Afin de poursuivre sa mission, la Congrégation des Récollets se rapproche et fusionne en 1964 avec une importante congrégation religieuse voisine, dont les conceptions de soins et d’éducation s’accordaient : la Congrégation des Filles de la Charité du Sacré-Cœur de Jésus (CFCSCJ) de la Salle de Vihiers (49).

De 1964 à 1981, les enfants handicapés, âgés de 3 mois à 14 ans, partageaient la vie communautaire des sœurs.

En 1975, face à l’évolution du traitement des cancers, l’établissement de soins « Les Récollets » s’ouvre à toutes les pathologies de convalescence.

Depuis 1981, face à la difficulté croissante de la gestion et à la nécessaire professionnalisation de l’accompagnement, la Congrégation a choisi de confier la direction de l’établissement « La Tremblaye » à un professionnel laïc. Elle a alors préféré quitter le "château" pour s’installer au 1er étage d’un bâtiment de la propriété « le pavillon », gardant au centre de sa vie communautaire cette capacité d’écoute, de prière, de soutien aux enfants, aux familles, aux professionnels. Dix ans plus tard, la congrégation confie à ce même professionnel laïc l’établissement de soins « les Récollets ».

Parallèlement à la direction laïque, la vie associative s’est développée, la gestion administrative et financière de l’établissement s’est complexifiée, la formation qualifiante et la professionnalisation des personnels s’est accélérée.

La maison d’enfants "incurables" à caractère sanitaire s’est progressivement transformée en Institut d’éducation spéciale pour enfants polyhandicapés. L’association modifie ses statuts et prend la dénomination « Association La Tremblaye »

L’extension de l’agrément en 1983 a permis de prolonger l’accueil des adolescents jusqu’à 21 ans. En 1989 l’amendement CRETON autorise le maintien à « La Tremblaye » des jeunes adultes en dépassement d’âge faute de places suffisantes en MAS. Face à l’augmentation du nombre de personnes dans cette situation, l’association dépose un projet d’établissement pour adultes qui aboutira 10 ans après par l’ouverture de la MAS « Les Romans » le 06 octobre 2003.

En 2004, 40 lits de soins de suite de l’établissement de santé « Les Récollets » sont transférés dans les locaux neufs du Centre Inter Hospitalier Douessin, géré en commun avec le Centre Hospitalier de Doué la Fontaine dans le cadre d’une coopération.

Depuis novembre 1997, La Maison d’Enfants « La Tremblaye », l’établissement de santé « Les Récollets », puis la Maison d’Accueil Spécialisée « Les Romans » en 2005, sont gérés par : l’association « Les Récollets - La Tremblaye ».

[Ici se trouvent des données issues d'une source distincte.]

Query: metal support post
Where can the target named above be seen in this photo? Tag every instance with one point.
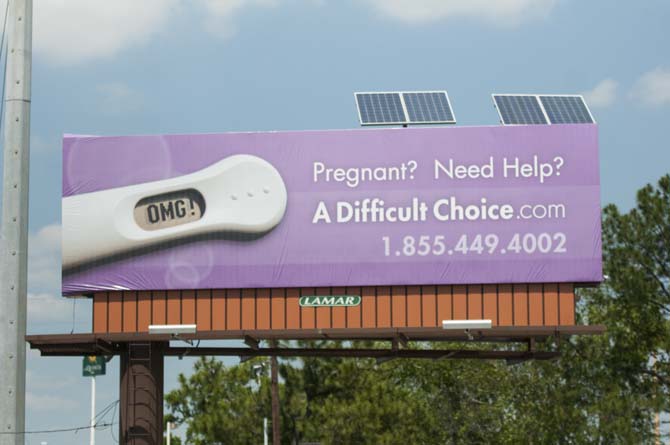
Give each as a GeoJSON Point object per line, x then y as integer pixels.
{"type": "Point", "coordinates": [14, 231]}
{"type": "Point", "coordinates": [141, 394]}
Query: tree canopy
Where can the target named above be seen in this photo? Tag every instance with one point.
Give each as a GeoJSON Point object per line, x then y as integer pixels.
{"type": "Point", "coordinates": [603, 390]}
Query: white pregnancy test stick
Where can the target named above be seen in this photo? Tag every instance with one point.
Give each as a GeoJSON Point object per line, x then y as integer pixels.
{"type": "Point", "coordinates": [241, 193]}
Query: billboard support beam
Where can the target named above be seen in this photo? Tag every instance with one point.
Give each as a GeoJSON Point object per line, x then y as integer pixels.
{"type": "Point", "coordinates": [141, 394]}
{"type": "Point", "coordinates": [14, 232]}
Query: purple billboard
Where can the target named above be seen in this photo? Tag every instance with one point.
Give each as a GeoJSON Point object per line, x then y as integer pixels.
{"type": "Point", "coordinates": [459, 205]}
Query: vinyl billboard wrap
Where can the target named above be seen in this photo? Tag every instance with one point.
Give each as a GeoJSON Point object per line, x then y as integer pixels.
{"type": "Point", "coordinates": [459, 205]}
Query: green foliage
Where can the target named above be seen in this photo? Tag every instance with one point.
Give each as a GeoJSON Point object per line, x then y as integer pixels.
{"type": "Point", "coordinates": [219, 404]}
{"type": "Point", "coordinates": [603, 390]}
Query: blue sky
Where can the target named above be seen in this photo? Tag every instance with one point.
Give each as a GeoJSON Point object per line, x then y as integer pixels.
{"type": "Point", "coordinates": [176, 66]}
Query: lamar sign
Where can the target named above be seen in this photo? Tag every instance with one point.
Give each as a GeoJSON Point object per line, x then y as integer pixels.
{"type": "Point", "coordinates": [384, 207]}
{"type": "Point", "coordinates": [330, 300]}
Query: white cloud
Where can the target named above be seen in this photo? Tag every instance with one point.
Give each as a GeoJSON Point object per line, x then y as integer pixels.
{"type": "Point", "coordinates": [44, 259]}
{"type": "Point", "coordinates": [602, 95]}
{"type": "Point", "coordinates": [48, 308]}
{"type": "Point", "coordinates": [219, 14]}
{"type": "Point", "coordinates": [498, 12]}
{"type": "Point", "coordinates": [118, 97]}
{"type": "Point", "coordinates": [44, 402]}
{"type": "Point", "coordinates": [653, 87]}
{"type": "Point", "coordinates": [71, 31]}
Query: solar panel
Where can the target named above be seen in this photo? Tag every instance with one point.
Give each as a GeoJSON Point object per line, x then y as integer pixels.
{"type": "Point", "coordinates": [404, 107]}
{"type": "Point", "coordinates": [380, 108]}
{"type": "Point", "coordinates": [566, 109]}
{"type": "Point", "coordinates": [519, 109]}
{"type": "Point", "coordinates": [425, 107]}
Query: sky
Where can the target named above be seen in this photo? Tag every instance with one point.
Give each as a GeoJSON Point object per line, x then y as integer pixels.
{"type": "Point", "coordinates": [177, 66]}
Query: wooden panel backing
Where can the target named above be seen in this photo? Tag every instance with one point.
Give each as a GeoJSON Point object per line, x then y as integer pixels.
{"type": "Point", "coordinates": [550, 304]}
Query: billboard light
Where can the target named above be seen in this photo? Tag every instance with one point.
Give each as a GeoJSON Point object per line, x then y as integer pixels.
{"type": "Point", "coordinates": [466, 324]}
{"type": "Point", "coordinates": [172, 329]}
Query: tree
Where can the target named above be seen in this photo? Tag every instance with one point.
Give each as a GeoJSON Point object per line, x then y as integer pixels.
{"type": "Point", "coordinates": [219, 404]}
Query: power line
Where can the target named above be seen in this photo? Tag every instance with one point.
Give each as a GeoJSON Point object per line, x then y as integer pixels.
{"type": "Point", "coordinates": [62, 430]}
{"type": "Point", "coordinates": [101, 414]}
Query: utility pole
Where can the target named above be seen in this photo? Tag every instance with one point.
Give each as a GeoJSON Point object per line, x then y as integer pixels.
{"type": "Point", "coordinates": [14, 229]}
{"type": "Point", "coordinates": [274, 381]}
{"type": "Point", "coordinates": [92, 438]}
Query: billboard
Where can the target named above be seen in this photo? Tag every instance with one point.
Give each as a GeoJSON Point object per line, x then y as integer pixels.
{"type": "Point", "coordinates": [402, 206]}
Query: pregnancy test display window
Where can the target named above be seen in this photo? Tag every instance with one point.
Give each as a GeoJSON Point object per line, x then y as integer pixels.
{"type": "Point", "coordinates": [169, 209]}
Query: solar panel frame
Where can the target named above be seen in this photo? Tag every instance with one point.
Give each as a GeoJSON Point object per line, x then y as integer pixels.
{"type": "Point", "coordinates": [360, 116]}
{"type": "Point", "coordinates": [427, 122]}
{"type": "Point", "coordinates": [538, 98]}
{"type": "Point", "coordinates": [537, 101]}
{"type": "Point", "coordinates": [405, 111]}
{"type": "Point", "coordinates": [572, 96]}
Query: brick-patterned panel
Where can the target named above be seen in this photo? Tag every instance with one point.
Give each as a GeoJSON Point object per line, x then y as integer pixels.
{"type": "Point", "coordinates": [381, 307]}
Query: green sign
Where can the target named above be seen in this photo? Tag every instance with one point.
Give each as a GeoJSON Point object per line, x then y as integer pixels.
{"type": "Point", "coordinates": [93, 365]}
{"type": "Point", "coordinates": [329, 300]}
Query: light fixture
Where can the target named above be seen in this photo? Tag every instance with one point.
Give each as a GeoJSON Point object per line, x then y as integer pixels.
{"type": "Point", "coordinates": [172, 329]}
{"type": "Point", "coordinates": [466, 324]}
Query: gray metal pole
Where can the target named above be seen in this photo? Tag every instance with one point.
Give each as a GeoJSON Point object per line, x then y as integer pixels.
{"type": "Point", "coordinates": [14, 230]}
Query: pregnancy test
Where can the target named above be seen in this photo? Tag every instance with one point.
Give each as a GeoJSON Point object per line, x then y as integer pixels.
{"type": "Point", "coordinates": [241, 193]}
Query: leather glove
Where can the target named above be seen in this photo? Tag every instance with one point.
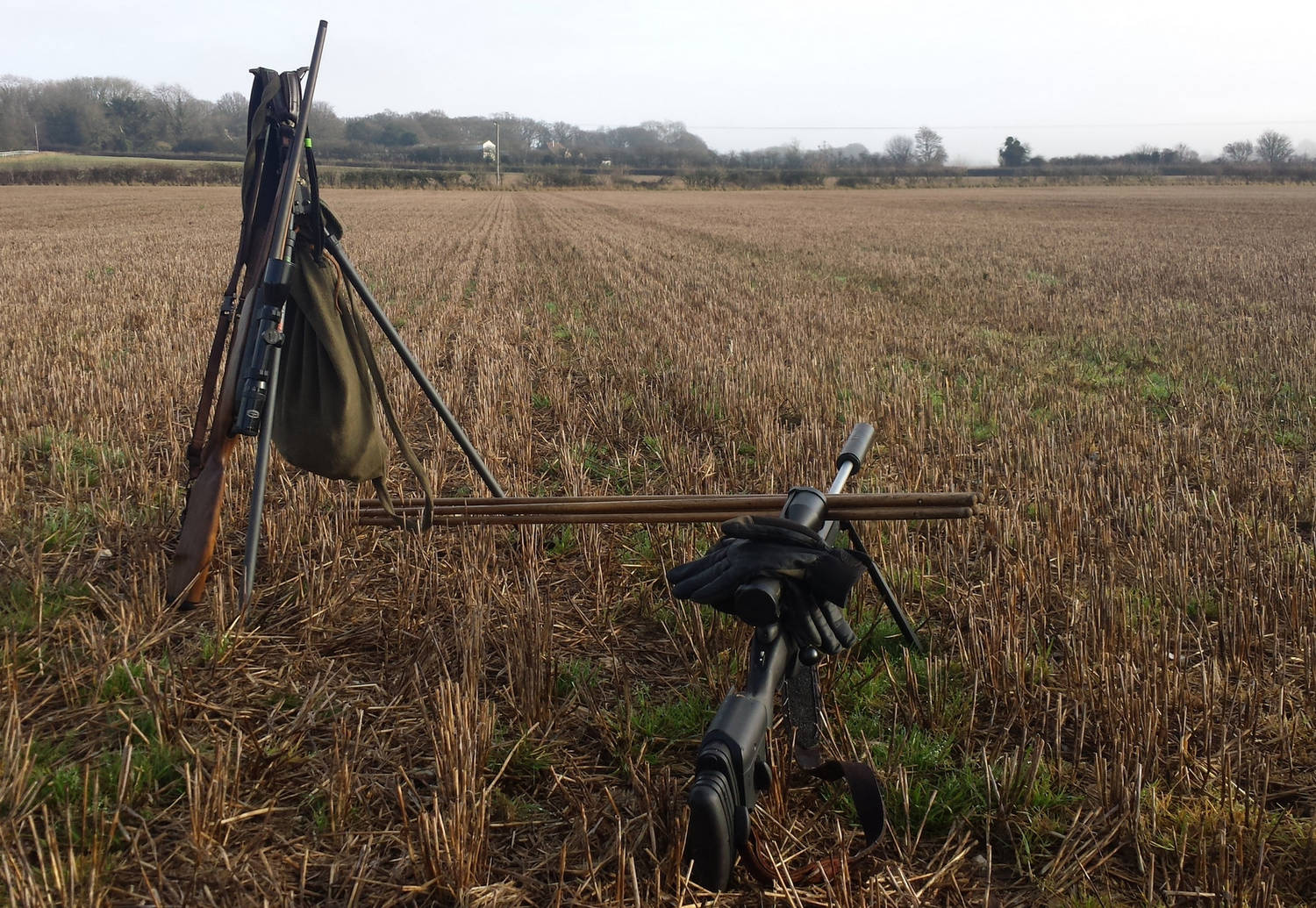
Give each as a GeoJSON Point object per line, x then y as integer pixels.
{"type": "Point", "coordinates": [815, 578]}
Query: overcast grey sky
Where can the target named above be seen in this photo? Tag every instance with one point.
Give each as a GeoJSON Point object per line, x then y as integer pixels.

En 2000, est créée l’équipe mobile en soins palliatifs chargée de proposer une aide et un accompagnement des intervenants dans leurs missions spécifiques relevant des soins palliatifs (professionnels des EHPAD, des hôpitaux, etc.). Parallèlement, 3 lits de l’établissement de santé « les Récollets » parmi les 40 sont identifiés en soins palliatifs.

En 2006, la maison d’enfants est agréée Etablissement pour Enfants et Adolescents Polyhandicapés (EEAP), et peut accueillir des résidents de 3 mois à 20 ans.

En 2010, la gestion du réseau de soins palliatifs du Saumurois est reprise par notre association. Son équipe d’appui propose de mobiliser et de mettre en lien les professionnels du domicile prenant soin du malade et de son entourage, afin d’assurer une continuité de l’accompagnement médico-psycho-sociale.

Chaque membre de l’association « les Récollets-La Tremblaye » partage cette conviction que :
 
« Toute personne, quels que soient son état et sa condition, possède une éminente dignité, intrinsèque à sa qualité d’être humain ».